Forrest admitted to the deputy she had taken items from the home, but said she had the owner’s permission in order to pay for feeding the cats and dogs.

In March, an individual had discovered several animals in the residence dead or near-death. A deputy responded and found between six and nine dead cats inside the home and two dogs near death.

The deputy reported “the animals left in her (Dobbs’) care “were abandoned and locked in the home where most died from lack of food and water.”

When asked about the two missing vehicles, Forrest said she wrecked the SUV and sold it to someone in Arkansas for $200.

The deputy showed the Gainesville woman photos of the household items and appliances reported as missing, “which appeared to be on her Facebook page. Forrest was attempting to sell these and other items for cash on Facebook sites such as Mountain Home Online Yard Sale.”
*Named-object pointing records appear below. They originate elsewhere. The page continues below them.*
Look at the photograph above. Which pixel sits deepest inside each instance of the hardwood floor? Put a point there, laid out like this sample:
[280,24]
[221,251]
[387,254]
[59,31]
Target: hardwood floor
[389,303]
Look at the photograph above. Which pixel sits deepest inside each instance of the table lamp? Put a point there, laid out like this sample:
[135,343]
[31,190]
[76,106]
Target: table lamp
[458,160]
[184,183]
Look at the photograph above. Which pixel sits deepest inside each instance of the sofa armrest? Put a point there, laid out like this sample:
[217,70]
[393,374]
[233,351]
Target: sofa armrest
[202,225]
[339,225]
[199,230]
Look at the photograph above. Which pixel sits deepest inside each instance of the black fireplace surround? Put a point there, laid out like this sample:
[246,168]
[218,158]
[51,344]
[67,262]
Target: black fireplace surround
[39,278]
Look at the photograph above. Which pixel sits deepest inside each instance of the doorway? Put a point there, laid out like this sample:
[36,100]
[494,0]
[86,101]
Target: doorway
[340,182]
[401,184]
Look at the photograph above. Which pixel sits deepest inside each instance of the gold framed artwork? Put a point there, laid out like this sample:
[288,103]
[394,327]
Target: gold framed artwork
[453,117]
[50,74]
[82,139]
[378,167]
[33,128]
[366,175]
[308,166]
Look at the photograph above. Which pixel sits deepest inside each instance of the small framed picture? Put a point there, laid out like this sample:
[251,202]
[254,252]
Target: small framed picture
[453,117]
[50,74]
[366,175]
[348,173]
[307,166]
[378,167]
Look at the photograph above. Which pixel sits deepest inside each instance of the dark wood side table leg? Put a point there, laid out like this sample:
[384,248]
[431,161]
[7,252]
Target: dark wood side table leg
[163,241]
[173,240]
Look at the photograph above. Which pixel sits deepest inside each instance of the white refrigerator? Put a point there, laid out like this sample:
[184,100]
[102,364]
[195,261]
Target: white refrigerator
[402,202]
Forrest said she sold the items in order to pay the elderly resident’s bill at a Gainesville veterinary clinic.

In April, the deputy contacted a person in Mountain Home who had posted a Facebook advertisement offering cash for old cars. The man told the officer after Forrest contacted him, he drove to the victim’s Ozark County residence and purchased the two vehicles from the Gainesville woman, paying $200 for each vehicle. The man said he had crushed the car, but he still had the SUV.